Wes Anderson Trailer GIF - Find & Share on GIPHY

Next looking at bump plot of OECD data with the Royal Tenanbaum’s colour palette.

Click here to read more about the OECD dataset.

trust %>% 
  filter(country_name == "Ireland" | country_name == "Sweden" | country_name == "Germany" | country_name == "Spain" | country_name == "Belgium") %>% 
  group_by(year) %>%
  mutate(rank_budget = rank(-trust, ties.method = "min"),
         rank_budget = as.factor(rank_budget)) %>%
  ungroup()  %>% 
  ggplot(aes(x = year, y  = reorder(rank_budget, desc(rank_budget)), 
             group = country_name,
             color = country_name, fill = country_name)) +
  geom_bump(aes(), 
            smooth = 7,
            size = 5, alpha = 0.9) + 
  geom_point(aes(color = country_name), fill = "white", 
             shape = 21, size = 5, stroke = 5) +
  labs(title = "Level of trust in government",
       subtitle = "Data Source: OECD") + 
  theme(panel.border = element_blank(),
        legend.position = "bottom",
        plot.title = element_text(size = 30),
        legend.title = element_blank(),
        legend.text = element_text(size = 20, color = "white"),
        axis.text.y = element_text(size = 20), 
        axis.text.x = element_text(size = 20),
        legend.background = element_rect(fill = "#5e6472"),
        axis.title = element_blank(),
        axis.text = element_text(color = "white", size = 10),
        text= element_text(size = 15, color = "white"),
        panel.grid.major.y = element_blank(),
        panel.grid.minor.y = element_blank(),
        panel.grid.major.x = element_blank(),
        panel.grid.minor.x = element_blank(),
        legend.key = element_rect(fill = "#5e6472"),
        plot.background = element_rect(fill = "#5e6472"),
        panel.background = element_rect(fill = "#5e6472")) +
  guides(colour = guide_legend(override.aes = list(size=8))) +
  scale_color_manual(values= wes_palette("Royal2", n = 5)) +
  scale_x_continuous(n.breaks = 20)

Click here to read more about the bump plot from the ggbump package.

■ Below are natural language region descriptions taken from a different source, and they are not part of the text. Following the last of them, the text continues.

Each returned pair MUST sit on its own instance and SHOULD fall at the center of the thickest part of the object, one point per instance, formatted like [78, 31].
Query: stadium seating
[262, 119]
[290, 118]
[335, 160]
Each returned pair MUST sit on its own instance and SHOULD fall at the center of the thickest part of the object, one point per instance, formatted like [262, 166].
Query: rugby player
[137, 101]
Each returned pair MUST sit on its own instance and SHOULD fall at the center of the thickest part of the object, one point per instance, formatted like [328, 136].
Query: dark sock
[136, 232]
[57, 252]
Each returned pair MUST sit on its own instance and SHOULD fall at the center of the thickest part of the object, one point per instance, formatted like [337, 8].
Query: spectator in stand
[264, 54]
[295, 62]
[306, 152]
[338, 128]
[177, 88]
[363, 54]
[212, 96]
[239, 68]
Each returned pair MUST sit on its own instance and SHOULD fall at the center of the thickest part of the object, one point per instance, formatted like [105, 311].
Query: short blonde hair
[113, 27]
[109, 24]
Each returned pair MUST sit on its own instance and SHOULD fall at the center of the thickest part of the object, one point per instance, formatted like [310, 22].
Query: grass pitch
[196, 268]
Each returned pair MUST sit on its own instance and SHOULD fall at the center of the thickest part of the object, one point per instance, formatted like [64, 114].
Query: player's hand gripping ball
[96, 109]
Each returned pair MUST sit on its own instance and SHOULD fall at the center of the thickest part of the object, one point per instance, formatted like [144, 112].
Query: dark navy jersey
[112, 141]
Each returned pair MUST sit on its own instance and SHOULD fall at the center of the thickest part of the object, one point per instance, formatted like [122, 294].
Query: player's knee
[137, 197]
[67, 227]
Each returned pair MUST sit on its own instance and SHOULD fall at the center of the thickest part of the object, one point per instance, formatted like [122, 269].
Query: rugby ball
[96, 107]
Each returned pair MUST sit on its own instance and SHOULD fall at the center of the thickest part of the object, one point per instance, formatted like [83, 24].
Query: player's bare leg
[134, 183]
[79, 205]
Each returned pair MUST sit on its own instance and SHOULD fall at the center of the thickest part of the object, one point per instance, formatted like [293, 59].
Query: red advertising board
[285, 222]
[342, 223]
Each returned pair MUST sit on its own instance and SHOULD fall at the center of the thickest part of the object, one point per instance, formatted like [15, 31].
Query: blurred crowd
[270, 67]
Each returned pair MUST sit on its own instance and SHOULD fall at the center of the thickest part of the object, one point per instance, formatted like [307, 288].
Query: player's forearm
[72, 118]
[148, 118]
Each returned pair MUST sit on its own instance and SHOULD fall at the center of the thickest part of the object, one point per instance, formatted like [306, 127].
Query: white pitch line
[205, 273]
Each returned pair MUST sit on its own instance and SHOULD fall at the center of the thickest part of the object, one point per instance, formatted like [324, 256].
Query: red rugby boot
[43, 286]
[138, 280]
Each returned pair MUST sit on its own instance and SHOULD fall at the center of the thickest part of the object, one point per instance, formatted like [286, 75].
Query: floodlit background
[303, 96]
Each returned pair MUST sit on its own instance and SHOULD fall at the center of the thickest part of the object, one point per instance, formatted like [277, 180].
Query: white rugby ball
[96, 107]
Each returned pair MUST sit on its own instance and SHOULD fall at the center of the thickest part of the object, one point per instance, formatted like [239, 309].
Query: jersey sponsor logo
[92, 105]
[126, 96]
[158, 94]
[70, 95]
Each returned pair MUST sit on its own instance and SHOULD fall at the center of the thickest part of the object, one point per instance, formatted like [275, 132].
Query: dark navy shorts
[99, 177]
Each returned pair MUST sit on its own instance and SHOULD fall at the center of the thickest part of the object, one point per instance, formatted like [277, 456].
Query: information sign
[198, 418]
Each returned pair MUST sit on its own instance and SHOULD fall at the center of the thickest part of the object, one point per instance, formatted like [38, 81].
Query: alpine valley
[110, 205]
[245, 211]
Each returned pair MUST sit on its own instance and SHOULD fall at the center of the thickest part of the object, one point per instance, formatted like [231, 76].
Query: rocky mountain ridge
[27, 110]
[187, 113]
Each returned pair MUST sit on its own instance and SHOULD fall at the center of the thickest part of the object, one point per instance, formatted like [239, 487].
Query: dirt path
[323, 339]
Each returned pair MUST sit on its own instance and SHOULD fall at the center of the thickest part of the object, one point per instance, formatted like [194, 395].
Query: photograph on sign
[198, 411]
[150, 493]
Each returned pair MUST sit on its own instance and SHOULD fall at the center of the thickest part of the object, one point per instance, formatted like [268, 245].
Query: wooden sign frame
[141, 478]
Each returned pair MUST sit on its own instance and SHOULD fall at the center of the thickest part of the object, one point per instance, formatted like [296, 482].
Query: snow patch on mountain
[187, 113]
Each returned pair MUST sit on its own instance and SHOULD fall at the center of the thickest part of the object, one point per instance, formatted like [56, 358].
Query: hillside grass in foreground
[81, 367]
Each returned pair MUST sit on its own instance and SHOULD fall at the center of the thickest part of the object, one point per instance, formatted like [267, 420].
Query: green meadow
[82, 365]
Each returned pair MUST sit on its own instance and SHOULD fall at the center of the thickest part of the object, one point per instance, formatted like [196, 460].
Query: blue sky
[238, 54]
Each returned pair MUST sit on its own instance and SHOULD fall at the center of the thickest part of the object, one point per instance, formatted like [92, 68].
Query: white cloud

Last, we can look at Darjeeling colour palette.

trust %>% 
  filter(country_name == "Ireland" | country_name == "Germany" | country_name == "Sweden"| country_name == "Spain" | country_name == "Belgium") %>% 
  ggplot(aes(x = year,
             y = trust, group = country_name)) +
  geom_line(aes(color = country_name), size = 3) +
  geom_point(aes(color = country_name), fill = "white", shape = 21, size = 5, stroke = 5) +
  labs(title = "Level of trust in government",
       subtitle = "Data Source: OECD") + 
  theme(panel.border = element_blank(),
        legend.position = "bottom",
        plot.title = element_text(size = 30),
        legend.title = element_blank(),
        legend.text = element_text(size = 20, color = "white"),
        axis.text.y = element_text(size = 20), 
        axis.text.x = element_text(size = 20),
        legend.background = element_rect(fill = "#5e6472"),
        axis.title = element_blank(),
        axis.text = element_text(color = "white", size = 10),
        text= element_text(size = 15, color = "white"),
        panel.grid.major.y = element_blank(),
        panel.grid.minor.y = element_blank(),
        panel.grid.major.x = element_blank(),
        panel.grid.minor.x = element_blank(),
        legend.key = element_rect(fill = "#5e6472"),
        plot.background = element_rect(fill = "#5e6472"),
        panel.background = element_rect(fill = "#5e6472")) +
  guides(colour = guide_legend(override.aes = list(size=8))) +
  scale_color_manual(values= wes_palette("Darjeeling1", n = 5)) +
  scale_x_continuous(n.breaks = 20) 

Last we can look at a bar chart counting different regime types in the eighteenth century.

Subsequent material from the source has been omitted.